Hayaatun Sillem, CEO of the Royal Academy of Engineering, greeted this news with enthusiasm, saying: “The announced investment zones and funding for R&D projects are welcome efforts to stimulate investment in engineering, science, and technology across the UK and boost local innovation ecosystems.
“With hotspots of engineering in many regions of the UK, more than 8.1m people are part of the nation’s engineering economy, generating an estimated £645bn gross value added to the UK economy each year – equivalent to 32 percent of the country’s economic output. Engineering innovation is integral to achieving a growing and inclusive economy.”
R&D tax relief
The Government will also introduce full expensing for three years from 1 April 2023, allowing UK companies to write off the full cost of qualifying plant and machinery investment in the year they invest. There are further plans to make this measure permanent when fiscal conditions allow.
Furthermore, to help encourage economic innovation, there will be support for R&D-intensive SMEs, via an enhanced rate of tax relief for loss-making companies.
Mark Minihane, Advanced Manufacturing and Mobility Tax Leader at EY in the UK, said that this is a positive first step, but more needs to be done to support the manufacturing sector:
“The Chancellor’s focus on tax reliefs – and allowing full expensing for qualifying plant and machinery from 1 April 2023 until 31 March 2026 – is encouraging for the manufacturing sector.
“An increased rate of relief for loss-making R&D-intensive SMEs should also have a positive impact on manufacturing research and development.
“However, a more thorough and long-term package of tax reliefs to support UK manufacturing is required to accelerate growth in the sector.

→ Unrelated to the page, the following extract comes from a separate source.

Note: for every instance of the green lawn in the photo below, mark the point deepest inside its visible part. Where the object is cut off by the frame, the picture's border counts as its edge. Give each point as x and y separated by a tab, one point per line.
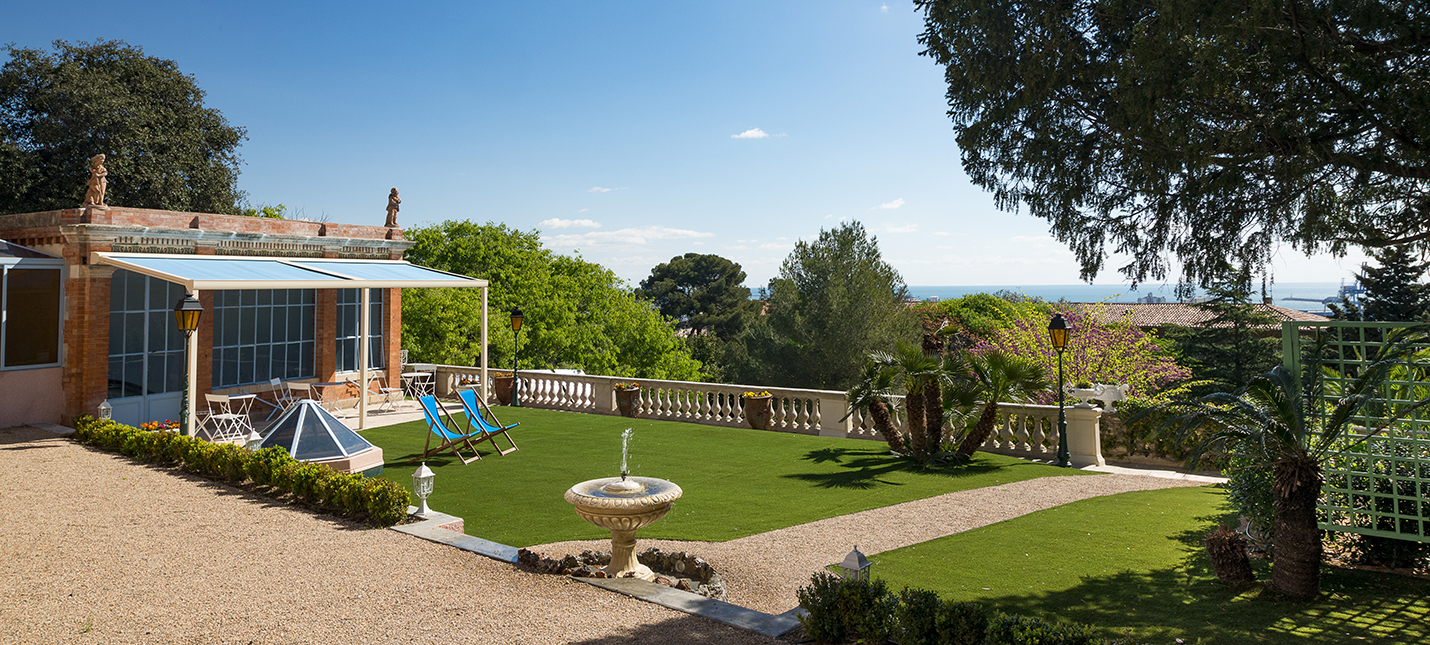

“Manufacturing businesses will look to future policy announcements expected from the Government, and the devil will be in the detail when assessing the impact of this announcement on the sector.”
The bigger picture
In conclusion, much like the Autumn Budget 2022, there are positives and negatives for the manufacturing industry. It seems that some positive first steps have been taken, which are a source of optimism for many. However, there is still much more that needs to be done in several areas, including energy.

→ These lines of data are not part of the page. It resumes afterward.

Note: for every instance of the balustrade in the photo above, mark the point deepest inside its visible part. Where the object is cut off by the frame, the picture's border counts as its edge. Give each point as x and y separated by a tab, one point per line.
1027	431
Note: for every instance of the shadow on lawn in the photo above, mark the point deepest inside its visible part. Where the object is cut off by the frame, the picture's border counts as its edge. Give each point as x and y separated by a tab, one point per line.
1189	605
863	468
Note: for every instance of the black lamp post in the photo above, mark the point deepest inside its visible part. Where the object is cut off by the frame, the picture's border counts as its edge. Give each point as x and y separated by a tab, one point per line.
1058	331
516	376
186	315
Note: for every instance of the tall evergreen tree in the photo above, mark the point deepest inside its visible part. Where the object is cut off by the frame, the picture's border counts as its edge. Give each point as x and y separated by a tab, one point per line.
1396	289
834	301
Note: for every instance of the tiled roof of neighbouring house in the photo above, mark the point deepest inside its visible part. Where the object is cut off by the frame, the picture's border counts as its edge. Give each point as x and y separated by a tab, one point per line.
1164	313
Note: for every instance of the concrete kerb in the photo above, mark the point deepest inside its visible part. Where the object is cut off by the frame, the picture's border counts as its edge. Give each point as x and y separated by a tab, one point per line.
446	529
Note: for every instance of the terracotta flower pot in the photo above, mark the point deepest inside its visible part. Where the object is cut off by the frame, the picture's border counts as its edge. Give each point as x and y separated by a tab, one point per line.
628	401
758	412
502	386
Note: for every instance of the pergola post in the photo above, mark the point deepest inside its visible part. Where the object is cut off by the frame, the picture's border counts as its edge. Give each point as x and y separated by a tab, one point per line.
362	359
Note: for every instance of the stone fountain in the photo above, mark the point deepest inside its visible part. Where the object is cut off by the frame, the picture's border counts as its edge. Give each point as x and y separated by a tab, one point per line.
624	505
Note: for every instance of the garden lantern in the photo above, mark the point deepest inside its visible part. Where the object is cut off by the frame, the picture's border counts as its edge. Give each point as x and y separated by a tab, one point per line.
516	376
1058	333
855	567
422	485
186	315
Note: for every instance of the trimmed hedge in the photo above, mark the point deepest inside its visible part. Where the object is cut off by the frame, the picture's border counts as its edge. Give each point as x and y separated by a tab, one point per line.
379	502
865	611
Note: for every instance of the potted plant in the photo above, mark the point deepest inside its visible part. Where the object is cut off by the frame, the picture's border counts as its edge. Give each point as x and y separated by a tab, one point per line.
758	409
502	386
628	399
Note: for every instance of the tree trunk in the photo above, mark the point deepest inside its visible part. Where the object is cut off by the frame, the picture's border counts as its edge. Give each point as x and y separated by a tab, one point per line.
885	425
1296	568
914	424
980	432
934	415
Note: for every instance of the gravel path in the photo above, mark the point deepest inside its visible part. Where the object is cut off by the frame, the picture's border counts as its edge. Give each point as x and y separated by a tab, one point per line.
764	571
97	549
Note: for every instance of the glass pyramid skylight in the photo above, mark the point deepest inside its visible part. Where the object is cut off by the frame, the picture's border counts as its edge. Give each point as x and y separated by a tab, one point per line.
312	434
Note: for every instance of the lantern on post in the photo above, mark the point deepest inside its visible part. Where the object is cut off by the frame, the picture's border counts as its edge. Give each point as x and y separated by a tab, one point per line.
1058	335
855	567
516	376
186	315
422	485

So, what impact will the Spring Budget have on manufacturing in the long term? Stephen Phipson, Chief Executive of Make UK, summarised: “Looking forward, given the bigger picture at play and, in the face of the firepower that the US and EU are bringing to bear with their huge incentive programmes to bolster onshore manufacturing, the UK needs transformational reforms that look to the long term, with the aim of equipping businesses and individuals for the scale and pace of the challenge we are facing.
“This can only be done through building on the Chancellors’ five key areas of growth with a radical, ambitious modern industrial strategy and policy agenda that has science, technology and innovation at its heart.”